There is mounting evidence to demonstrate that rising antimicrobial resistance impedes clinical efforts at instituting appropriate empiric treatment [14]. We confirm the important role resistance plays in thwarting the ability to choose appropriately, whereby the risk of receiving IET in the setting of CRE rose 4-fold compared to CSE. In turn, though modest, IET’s adverse impact on hospital mortality is consistent with what has been reported in other infections [1-13]. The more pronounced impact of IET on hospital LOS (~5 excess days) and costs (~additional $10,000) is a novel finding for infections with CRE, and provides a sound rationale for investing in technologies that identify patients at risk for CRE more rapidly, particularly given that this is approximately double the attributable burden reported in infections caused by other resistant organisms [41]. Moreover, having a precise estimate of the attributable costs of these infections helps put into perspective the potential value of various prevention and treatment paradigms. It is methodologically challenging to estimate the attributable impact of carbapenem resistance on cost and LOS in nosocomial CRE infections since those outcomes are confounded by the cause of the initial hospitalization. Therefore, our findings help clarify this issue.
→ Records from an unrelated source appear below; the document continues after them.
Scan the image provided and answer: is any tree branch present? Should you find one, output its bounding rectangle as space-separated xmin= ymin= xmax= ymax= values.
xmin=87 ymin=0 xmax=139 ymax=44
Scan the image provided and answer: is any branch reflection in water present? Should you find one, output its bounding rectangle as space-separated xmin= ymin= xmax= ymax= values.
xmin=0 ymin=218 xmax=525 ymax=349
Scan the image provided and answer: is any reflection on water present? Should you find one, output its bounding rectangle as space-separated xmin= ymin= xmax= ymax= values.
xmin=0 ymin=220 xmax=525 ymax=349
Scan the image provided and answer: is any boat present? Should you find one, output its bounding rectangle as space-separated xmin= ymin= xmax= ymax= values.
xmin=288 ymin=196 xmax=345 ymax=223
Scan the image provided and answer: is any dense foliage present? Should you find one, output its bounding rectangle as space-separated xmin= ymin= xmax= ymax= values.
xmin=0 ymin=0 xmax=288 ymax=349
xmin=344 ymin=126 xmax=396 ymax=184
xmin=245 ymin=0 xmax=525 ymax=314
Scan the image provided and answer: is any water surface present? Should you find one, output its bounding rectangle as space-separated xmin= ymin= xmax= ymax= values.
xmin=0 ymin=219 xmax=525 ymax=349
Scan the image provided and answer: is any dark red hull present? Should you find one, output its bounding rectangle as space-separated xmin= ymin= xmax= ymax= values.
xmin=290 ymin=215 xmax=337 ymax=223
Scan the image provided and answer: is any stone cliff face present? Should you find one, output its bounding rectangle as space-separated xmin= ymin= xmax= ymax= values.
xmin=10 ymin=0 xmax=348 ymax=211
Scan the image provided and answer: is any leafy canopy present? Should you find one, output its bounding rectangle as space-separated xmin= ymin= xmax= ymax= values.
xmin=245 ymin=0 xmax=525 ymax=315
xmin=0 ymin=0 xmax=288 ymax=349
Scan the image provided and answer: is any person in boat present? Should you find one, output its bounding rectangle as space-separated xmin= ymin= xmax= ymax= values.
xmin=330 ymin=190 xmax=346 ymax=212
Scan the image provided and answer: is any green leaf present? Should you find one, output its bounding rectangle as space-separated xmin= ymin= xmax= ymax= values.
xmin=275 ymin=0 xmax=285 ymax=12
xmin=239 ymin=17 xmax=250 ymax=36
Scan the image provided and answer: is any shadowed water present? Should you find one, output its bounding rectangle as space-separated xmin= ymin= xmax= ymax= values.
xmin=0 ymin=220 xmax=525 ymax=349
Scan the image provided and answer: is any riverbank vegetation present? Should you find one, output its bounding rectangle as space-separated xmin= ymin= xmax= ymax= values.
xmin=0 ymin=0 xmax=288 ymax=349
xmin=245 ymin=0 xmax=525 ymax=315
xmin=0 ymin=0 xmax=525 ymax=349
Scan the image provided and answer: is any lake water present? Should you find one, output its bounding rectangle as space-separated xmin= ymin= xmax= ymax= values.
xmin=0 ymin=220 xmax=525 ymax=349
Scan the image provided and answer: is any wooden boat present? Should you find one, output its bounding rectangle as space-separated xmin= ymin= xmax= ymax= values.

Our study has a number of strengths and limitations. The limitations that are common to both the current and previous studies are discussed in citation #22. Specific to the current analysis, a potential source of misclassification is a relatively high prevalence of Proteus mirabilis as a pathogen, as this microbe may have naturally occurring higher MICs for imipenem (Table 1) [42, 43]. Since susceptibility data in Premier are reported not by the MIC, but by susceptibility designation (S, I, R, see above in Methods), for the purpose of this analysis we had to presume that clinical adjudication occurred at each individual institution. However, this type of misclassification, if present, is likely to lead to an underestimate of the impact of CRE on outcomes, thus suggesting that in fact, CRE, when determined without this potential misclassification, may have an even greater effect on the risk of IET exposure.

Conclusions

In summary, CRE is an uncommon but important pathogen in community-onset UTI, pneumonia and sepsis. We confirm that, similar to other resistant organisms, it evades appropriate empiric treatment and exposure to IET worsens both clinical and economic outcomes. Although the true extent of the problem requires further study, our data confirm that a substantial proportion of CRE may be acquired in the community irrespective of exposure to the healthcare system. In sum, our study provides compelling evidence to hasten development of rapid identification methods and new antibiotic treatments in order to optimize empiric therapy among hospitalized patients with serious infections.